Scaling our infrastructure at TransferWise: how we make it work

feidhlim o'neill
Sep 16 · 6 min read

At TransferWise, we’re proud of our autonomous team culture and the way we work. Over the past few years we’ve been growing rapidly. We now have over 60 independent, autonomous teams building and improving our product for our 8 million customers. Scaling our product has resulted in our infrastructure and the team behind it to grow and evolve accordingly. This has meant moving from a focus on physical infrastructure to introducing specialised teams to accommodate for new requirements of the business.

This blog is about the rise of specialisation at TransferWise and how we make it work. We’ll deep-dive into the upsides and challenges of specialisation, as seen by our Infrastructure team, and how our ways of working, customer focus and mission help us balance the trade-offs.

The last few years have been quite a ride for TransferWise. We’ve grown into a global team of 2200+ employees with over 400 Engineers and now have over 300 microservices running in production. Our autonomous team structure has allowed us to scale our teams, product and infrastructure quickly. But this structure also requires constant support and decision-making, while balancing between reflecting back to our foundations and thinking strategically about the future. We need to think through how and what can we scale, what’s culturally important, what behaviours should be shared and what shouldn’t and, of course, always keep in mind how our decisions benefit (or hurt) our customers.

Image for post
Image for post

Scaling fast = more complexity

As we grow, the way our autonomous teams work together and ship new features is becoming more complex.

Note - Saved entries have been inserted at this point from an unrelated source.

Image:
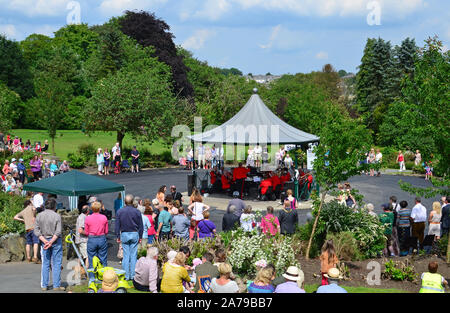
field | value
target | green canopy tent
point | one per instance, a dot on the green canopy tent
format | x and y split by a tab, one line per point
74	184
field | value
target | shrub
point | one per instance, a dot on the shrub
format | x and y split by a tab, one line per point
345	245
399	271
10	205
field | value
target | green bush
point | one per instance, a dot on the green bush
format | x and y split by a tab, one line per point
400	271
10	205
345	245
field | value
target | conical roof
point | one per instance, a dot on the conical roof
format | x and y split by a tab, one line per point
255	123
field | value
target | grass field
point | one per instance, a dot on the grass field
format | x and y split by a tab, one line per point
308	289
68	141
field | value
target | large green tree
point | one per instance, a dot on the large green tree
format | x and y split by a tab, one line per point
136	100
14	69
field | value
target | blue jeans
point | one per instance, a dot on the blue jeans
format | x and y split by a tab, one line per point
130	241
97	246
52	256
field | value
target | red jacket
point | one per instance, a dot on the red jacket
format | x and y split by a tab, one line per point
265	184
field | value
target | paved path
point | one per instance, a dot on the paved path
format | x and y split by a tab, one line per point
24	277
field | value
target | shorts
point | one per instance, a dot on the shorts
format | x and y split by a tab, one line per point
31	238
82	248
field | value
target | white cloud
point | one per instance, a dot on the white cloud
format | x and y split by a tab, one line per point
117	7
33	8
198	39
322	55
9	31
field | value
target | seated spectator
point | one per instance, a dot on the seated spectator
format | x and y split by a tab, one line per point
206	228
224	284
262	283
230	220
146	273
204	273
248	222
269	223
174	274
110	282
294	281
333	277
432	282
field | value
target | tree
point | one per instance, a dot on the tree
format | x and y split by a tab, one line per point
14	70
136	100
344	145
147	30
419	119
9	100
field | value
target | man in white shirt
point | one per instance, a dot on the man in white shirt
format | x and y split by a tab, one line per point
38	200
418	219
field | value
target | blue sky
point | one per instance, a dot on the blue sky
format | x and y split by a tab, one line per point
256	36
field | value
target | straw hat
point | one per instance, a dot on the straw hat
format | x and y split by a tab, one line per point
110	280
333	273
292	273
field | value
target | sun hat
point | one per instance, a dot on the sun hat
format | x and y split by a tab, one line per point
292	273
333	273
110	280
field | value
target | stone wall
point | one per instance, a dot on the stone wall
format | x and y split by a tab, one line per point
12	248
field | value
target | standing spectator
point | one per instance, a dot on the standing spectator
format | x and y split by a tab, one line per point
333	276
36	165
96	228
269	223
118	203
328	259
48	229
294	281
164	224
181	225
129	229
238	203
417	158
378	160
224	284
418	218
134	160
107	160
64	168
174	273
80	238
28	217
434	220
230	221
147	225
288	219
445	219
146	272
206	228
100	161
262	283
204	274
248	221
401	161
403	227
21	170
151	217
432	282
177	196
387	220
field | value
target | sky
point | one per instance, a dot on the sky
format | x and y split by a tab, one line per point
255	36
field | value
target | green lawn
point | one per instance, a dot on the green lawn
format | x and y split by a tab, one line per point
68	141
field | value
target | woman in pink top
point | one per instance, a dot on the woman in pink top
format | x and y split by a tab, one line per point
96	228
269	223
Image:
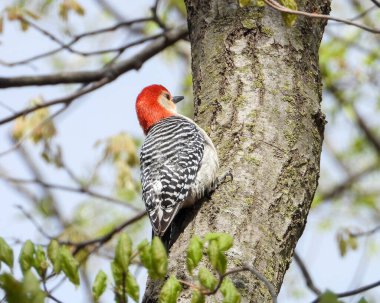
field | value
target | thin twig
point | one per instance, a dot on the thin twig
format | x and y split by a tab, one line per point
104	239
353	292
64	100
80	190
76	39
135	62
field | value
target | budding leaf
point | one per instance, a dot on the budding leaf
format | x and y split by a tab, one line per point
289	19
159	258
123	251
40	262
26	256
170	291
328	297
229	291
197	297
194	253
244	3
100	285
132	287
207	279
6	253
70	266
26	291
54	255
31	289
117	273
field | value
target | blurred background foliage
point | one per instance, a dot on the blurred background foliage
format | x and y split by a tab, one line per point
346	206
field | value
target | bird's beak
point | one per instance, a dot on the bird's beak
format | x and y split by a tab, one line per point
176	99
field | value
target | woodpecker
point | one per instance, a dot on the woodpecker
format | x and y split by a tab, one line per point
178	160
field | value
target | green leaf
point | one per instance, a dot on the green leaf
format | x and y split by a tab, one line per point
26	291
31	289
54	255
229	291
342	246
170	291
70	266
99	285
217	259
117	273
244	3
225	242
328	297
194	253
26	256
159	258
123	251
132	287
6	253
40	263
352	242
197	297
207	279
289	19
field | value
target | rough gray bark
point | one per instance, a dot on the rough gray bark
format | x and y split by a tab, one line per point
257	90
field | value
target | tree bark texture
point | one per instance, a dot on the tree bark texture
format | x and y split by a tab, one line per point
257	88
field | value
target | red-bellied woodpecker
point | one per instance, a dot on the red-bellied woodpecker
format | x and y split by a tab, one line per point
178	160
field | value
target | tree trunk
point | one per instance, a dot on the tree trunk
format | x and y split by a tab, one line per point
257	90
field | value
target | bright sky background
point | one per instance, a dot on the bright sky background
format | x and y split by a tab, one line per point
110	110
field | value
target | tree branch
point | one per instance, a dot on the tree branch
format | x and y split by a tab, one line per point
353	292
171	37
104	239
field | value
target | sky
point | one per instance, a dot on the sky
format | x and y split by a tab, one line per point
111	110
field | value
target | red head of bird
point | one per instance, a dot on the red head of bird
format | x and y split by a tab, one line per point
153	104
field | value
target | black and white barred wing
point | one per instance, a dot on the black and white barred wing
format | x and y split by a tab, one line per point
170	159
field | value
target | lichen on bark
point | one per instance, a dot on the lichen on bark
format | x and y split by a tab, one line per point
257	90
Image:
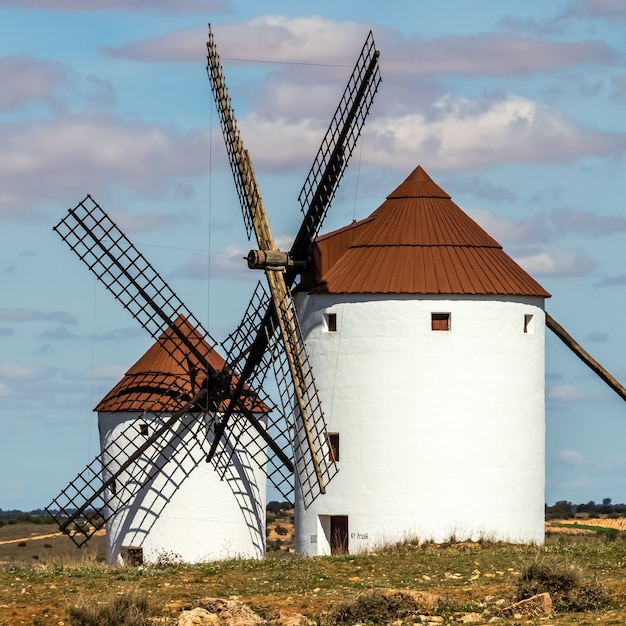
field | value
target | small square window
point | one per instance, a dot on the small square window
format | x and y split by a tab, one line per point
333	447
440	321
331	322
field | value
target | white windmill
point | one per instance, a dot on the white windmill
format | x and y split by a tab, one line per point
182	403
427	342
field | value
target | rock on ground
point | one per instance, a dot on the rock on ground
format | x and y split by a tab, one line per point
220	612
540	604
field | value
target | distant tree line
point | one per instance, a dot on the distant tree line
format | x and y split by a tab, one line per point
564	509
15	516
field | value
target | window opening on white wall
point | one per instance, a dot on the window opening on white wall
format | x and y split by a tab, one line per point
440	321
333	446
529	326
330	321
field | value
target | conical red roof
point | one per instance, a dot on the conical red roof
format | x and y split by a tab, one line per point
168	375
417	242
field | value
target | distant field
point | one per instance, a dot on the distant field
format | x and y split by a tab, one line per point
42	544
606	522
43	574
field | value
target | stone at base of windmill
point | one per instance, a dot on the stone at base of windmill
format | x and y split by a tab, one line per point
540	604
218	612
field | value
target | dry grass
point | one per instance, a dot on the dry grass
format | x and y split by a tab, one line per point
471	576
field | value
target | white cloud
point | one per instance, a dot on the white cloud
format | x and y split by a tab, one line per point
229	263
273	38
26	80
466	133
577	221
107	372
143	222
493	54
69	155
542	260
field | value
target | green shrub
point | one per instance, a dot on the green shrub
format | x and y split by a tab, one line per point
127	610
565	584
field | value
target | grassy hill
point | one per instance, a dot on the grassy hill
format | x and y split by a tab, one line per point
41	579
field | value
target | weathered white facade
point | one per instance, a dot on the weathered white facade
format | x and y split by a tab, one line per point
441	433
427	344
186	512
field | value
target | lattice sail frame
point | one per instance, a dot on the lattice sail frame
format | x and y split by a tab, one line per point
315	465
108	253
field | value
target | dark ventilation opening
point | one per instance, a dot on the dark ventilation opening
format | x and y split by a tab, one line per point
440	321
331	322
131	556
339	534
528	324
333	445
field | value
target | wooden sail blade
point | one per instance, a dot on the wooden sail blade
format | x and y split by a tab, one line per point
232	138
337	146
585	357
315	465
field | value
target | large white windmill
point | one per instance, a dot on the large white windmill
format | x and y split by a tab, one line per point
182	402
427	342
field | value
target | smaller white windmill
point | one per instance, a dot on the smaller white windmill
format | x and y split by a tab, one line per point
181	401
190	512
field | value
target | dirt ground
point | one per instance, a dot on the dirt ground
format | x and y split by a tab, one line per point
42	575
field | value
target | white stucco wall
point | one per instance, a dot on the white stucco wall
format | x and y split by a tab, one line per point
187	512
441	433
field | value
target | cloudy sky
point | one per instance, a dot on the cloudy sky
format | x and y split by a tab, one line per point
516	109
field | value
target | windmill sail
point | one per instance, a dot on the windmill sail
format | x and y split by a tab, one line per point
315	465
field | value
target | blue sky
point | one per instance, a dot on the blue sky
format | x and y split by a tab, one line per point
516	109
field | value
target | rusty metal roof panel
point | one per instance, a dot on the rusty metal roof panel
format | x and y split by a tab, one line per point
418	241
168	375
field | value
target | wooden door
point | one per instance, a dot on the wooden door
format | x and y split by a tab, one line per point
339	534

We work in a heavily regulated environment so many requirements aren’t optional. We also support a lot more customers, who have different types of needs from our product. We’re operating and expanding into a lot more countries, while building lots of new features. It’s just more complex!

Our technical platform is a key part of how we operate and scale. It helps us ship products quickly, while reducing the burden of managing complex requirements.

This technical platform covers a broad number of shared requirements like messaging, service layer and observability. To design and operate these shared technologies, we’ve built teams around these domains. The teams work out how to provide good enough basic capabilities and where we can invest in to give us advantage. They aim to abstract some of the complexity away from our Product teams so teams can work efficiently.

So, how do we evolve our platform?

Our Product teams own the full life-cycle and decision-making for their areas. This comes with lots of questions and decisions to make about how a feature is designed, built and operated. They often come with new requirements for our Platform teams.

For example:

  • Does our Database team onboard a new technology to support a new TransferWise product?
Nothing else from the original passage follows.